ファンタジーの世界というのは、この現実の世界と全くの別世界なのではなく、現実の世界と密接な繋がりをもって存在している。この世界がなくては、ファンタジーの世界は存在し得ない。
 だからファンタジーがファンタジーとして完結したお話というのは、本当はあり得ないのかもしれないね。いくら独立させようとしたって、ファンタジーは必ずこの現実の世界とのつながりを持とうとするはずだからね。

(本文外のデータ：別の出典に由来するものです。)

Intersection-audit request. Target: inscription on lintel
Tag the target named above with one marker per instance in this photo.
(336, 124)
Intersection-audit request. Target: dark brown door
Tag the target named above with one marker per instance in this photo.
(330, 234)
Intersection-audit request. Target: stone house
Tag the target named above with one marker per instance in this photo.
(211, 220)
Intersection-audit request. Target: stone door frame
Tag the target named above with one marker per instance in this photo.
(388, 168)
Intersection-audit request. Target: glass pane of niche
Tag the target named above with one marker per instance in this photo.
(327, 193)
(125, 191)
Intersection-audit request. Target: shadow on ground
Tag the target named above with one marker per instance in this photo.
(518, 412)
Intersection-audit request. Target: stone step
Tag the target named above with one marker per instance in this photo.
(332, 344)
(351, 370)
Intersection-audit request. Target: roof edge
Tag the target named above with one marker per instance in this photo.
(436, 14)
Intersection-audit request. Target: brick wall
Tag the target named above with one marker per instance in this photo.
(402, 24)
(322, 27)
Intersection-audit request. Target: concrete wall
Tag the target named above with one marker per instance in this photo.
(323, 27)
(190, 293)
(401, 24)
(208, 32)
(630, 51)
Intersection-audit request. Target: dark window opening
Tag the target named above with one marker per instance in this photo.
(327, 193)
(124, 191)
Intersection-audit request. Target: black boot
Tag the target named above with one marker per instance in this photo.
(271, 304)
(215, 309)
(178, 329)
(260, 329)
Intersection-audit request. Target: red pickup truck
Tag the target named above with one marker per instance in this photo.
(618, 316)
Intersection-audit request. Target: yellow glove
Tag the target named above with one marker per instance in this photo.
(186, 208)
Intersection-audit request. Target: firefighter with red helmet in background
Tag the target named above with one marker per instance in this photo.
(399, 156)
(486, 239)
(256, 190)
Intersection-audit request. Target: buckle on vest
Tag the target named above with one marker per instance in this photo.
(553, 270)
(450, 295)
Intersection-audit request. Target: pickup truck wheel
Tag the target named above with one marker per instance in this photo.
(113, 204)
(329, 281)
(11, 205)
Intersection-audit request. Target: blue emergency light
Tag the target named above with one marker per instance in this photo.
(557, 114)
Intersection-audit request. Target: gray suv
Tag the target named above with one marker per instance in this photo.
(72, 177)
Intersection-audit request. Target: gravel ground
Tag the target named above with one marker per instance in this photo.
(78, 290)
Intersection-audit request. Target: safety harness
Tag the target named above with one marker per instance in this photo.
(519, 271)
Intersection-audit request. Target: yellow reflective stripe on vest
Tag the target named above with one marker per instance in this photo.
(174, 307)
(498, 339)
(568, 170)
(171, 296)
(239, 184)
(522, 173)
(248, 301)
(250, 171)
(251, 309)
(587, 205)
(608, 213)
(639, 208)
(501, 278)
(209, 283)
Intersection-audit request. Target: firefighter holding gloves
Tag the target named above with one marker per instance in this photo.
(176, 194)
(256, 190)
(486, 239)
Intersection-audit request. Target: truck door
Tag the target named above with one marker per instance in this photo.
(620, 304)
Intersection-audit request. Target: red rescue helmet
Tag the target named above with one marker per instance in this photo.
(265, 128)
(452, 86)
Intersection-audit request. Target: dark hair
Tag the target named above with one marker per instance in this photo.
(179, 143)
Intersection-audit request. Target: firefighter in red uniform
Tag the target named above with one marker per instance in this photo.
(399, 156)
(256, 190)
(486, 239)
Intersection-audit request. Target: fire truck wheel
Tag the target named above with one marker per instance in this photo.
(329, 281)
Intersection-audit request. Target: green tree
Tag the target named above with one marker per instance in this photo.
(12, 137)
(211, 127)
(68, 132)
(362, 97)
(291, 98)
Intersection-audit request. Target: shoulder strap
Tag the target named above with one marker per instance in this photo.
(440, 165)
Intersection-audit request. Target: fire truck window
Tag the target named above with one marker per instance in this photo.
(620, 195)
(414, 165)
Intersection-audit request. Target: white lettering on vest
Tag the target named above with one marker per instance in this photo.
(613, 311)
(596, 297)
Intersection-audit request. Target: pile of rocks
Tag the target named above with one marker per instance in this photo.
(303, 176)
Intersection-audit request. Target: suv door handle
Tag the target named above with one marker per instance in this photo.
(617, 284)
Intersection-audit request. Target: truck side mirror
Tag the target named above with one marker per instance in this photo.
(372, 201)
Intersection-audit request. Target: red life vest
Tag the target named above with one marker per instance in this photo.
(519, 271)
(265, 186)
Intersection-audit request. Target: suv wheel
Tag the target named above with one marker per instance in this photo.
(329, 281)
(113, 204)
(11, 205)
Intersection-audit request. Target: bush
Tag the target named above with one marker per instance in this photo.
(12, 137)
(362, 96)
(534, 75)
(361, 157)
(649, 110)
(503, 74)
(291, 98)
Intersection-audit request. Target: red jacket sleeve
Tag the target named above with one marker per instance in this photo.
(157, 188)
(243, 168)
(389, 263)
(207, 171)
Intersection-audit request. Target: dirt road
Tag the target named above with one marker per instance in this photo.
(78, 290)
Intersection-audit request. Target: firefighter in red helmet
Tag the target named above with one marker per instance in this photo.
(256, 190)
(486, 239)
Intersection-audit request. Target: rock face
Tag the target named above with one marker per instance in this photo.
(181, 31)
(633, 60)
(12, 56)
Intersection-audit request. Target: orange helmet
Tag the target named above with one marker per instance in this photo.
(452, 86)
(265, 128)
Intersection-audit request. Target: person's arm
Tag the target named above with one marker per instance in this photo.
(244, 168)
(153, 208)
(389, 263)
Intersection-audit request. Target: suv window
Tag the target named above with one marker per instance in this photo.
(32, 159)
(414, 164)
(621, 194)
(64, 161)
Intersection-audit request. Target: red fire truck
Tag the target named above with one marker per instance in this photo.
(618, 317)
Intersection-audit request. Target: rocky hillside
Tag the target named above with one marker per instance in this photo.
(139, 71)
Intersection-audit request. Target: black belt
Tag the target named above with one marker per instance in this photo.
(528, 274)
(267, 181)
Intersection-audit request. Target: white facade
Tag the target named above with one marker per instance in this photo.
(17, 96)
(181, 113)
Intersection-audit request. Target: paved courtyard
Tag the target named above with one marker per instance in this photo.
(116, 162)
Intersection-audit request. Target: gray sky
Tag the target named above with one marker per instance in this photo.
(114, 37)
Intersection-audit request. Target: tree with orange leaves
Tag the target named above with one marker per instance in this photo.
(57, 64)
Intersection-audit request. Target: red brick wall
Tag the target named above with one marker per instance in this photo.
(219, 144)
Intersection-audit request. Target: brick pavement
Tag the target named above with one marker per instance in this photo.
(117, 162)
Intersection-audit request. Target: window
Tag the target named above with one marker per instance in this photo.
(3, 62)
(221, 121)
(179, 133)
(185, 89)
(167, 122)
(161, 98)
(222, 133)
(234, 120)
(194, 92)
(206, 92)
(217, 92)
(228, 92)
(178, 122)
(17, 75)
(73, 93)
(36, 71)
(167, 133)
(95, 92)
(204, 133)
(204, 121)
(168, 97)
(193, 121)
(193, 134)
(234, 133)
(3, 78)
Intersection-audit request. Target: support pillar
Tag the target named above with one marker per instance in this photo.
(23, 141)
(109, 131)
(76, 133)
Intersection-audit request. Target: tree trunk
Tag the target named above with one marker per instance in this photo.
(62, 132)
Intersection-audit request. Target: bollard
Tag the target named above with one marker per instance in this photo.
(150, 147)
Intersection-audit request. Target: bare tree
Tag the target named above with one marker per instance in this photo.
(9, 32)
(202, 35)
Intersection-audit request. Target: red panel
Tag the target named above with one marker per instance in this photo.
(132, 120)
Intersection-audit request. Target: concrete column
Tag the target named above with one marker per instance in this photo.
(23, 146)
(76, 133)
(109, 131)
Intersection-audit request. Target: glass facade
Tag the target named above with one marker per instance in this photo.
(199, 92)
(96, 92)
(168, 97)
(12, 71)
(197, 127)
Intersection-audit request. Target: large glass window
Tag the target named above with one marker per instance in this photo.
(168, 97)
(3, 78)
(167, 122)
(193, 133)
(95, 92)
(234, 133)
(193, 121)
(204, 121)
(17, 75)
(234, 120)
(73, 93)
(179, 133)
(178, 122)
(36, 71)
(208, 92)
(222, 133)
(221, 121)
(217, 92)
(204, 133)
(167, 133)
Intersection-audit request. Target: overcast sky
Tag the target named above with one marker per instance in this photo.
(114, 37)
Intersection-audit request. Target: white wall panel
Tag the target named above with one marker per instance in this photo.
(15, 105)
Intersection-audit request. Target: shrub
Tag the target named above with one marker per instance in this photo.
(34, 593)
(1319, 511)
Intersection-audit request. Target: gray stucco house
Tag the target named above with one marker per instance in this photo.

本の中でそのつながりを示唆しない場合、つまりファンタジーをファンタジーのままで完結させたお話の場合、読み手が自分で現実の世界とのつながりを紡ぎあげていかなければいけない。書き手は、自分の中で明確にみえているその紡ぎ方を、つい読者に提示したくなってしまうのではないかな。それは、書き手にとってそのファンタジーが存在する根拠、つまり書き手にとって、一番伝えたい大切なことだと思うからね。書き手がそれを書かずに終えることは、とても勇気のいることなんだろうと思う。読み手を信じていないと、できないことだから。


 ファンタジーは、読み手が現実の世界でしっかりと実在していればいるほど、生き生きと呼吸を始める。
そしてね、ファンタジーを楽しむ人達も、ファンタジーの世界の存在によって、現実の世界をより生き生きと生活できるんだと思うな。

 私だってファンタジーが好きだけれど、だからといって空想癖があるわけではない。ロマンチストでもない。おそろしく現実的だと思う。それでも、ファンタジーが好き。